History
- Name: Fatima
- Builder: R. Hutchinson, Sunderland, England
- Launched: 1849
- Fate: Wrecked upon Great Detached Reef on 26 June 1854.

General characteristics
- Class & type: Barque
- Tons burthen: 521 tons
- Length: 112 feet (34 m)
- Beam: 26 feet (7.9 m)
- Draught: 19 feet (5.8 m)

= Fatima (1849 vessel) =

Ship of the Canterbury Association

Fatima was an English barque that was wrecked on 26 June 1854 in the Torres Strait. She was built by R. Hutchinson, Sunderland, Tyne and Wear, launched in 1849 and registered at Liverpool. Her cargo capacity was 521 tons burthen.

She sailed from London, England on 17 January 1850, under the command of Captain Ray, arriving at Port Adelaide, Australia on 11 June.

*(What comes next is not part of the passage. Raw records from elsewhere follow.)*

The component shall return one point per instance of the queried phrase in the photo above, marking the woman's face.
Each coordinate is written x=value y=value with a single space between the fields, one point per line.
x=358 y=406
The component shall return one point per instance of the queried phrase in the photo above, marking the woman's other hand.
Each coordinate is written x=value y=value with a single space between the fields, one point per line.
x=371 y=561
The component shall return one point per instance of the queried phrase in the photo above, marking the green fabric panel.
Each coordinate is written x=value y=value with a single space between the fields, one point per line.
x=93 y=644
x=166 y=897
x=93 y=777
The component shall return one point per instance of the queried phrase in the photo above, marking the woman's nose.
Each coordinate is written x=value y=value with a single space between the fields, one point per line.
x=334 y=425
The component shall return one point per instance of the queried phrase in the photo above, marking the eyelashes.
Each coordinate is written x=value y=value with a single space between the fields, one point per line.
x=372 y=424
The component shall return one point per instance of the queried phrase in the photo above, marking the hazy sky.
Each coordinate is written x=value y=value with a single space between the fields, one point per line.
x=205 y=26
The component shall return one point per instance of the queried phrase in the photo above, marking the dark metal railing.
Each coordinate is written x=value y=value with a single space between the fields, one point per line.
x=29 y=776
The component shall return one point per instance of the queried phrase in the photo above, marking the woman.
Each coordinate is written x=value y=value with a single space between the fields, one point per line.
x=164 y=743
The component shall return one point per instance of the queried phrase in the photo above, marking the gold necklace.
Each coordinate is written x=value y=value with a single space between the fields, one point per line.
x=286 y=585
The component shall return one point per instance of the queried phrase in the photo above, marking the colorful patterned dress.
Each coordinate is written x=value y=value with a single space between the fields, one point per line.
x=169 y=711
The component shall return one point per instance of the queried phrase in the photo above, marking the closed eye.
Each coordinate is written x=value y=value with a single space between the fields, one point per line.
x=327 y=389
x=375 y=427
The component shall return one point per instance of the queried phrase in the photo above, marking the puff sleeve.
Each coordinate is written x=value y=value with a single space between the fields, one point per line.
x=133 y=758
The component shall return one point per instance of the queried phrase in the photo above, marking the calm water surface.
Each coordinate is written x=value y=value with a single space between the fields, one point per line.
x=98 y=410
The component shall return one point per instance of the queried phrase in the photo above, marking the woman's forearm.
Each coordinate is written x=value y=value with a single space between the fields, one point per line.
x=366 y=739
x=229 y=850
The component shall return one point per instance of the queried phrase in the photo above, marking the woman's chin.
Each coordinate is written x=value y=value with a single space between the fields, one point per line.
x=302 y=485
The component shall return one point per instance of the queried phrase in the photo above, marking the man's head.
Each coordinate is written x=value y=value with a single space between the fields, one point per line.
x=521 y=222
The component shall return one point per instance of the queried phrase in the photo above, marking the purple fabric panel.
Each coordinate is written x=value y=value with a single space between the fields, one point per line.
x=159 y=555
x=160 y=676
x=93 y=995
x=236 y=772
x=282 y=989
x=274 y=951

Under the command of Captain W. Hardie, on a voyage from Melbourne to Batavia, she struck the Great Detached Reef and was wrecked on 26 June 1854. The crew were rescued by the Bato off Raine Island.

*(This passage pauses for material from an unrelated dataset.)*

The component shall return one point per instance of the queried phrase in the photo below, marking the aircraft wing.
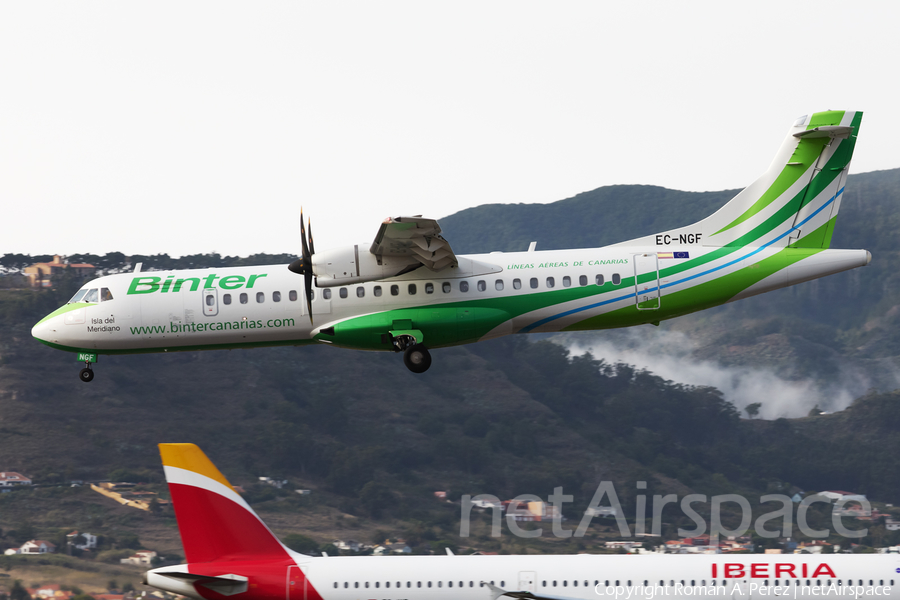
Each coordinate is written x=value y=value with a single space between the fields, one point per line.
x=497 y=592
x=414 y=238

Amongst the passengers on the outward voyage from London to Melbourne were Edward Thomas Fysh and his sister Harriet Fysh. Harriet married William Henderson Hardie in Melbourne and was on board the Fatima when the vessel was wrecked on Great Detached Reef. Harriet Fysh was grand aunt to Wilmot Hudson Fysh, pioneer aviator and co-founder of Qantas.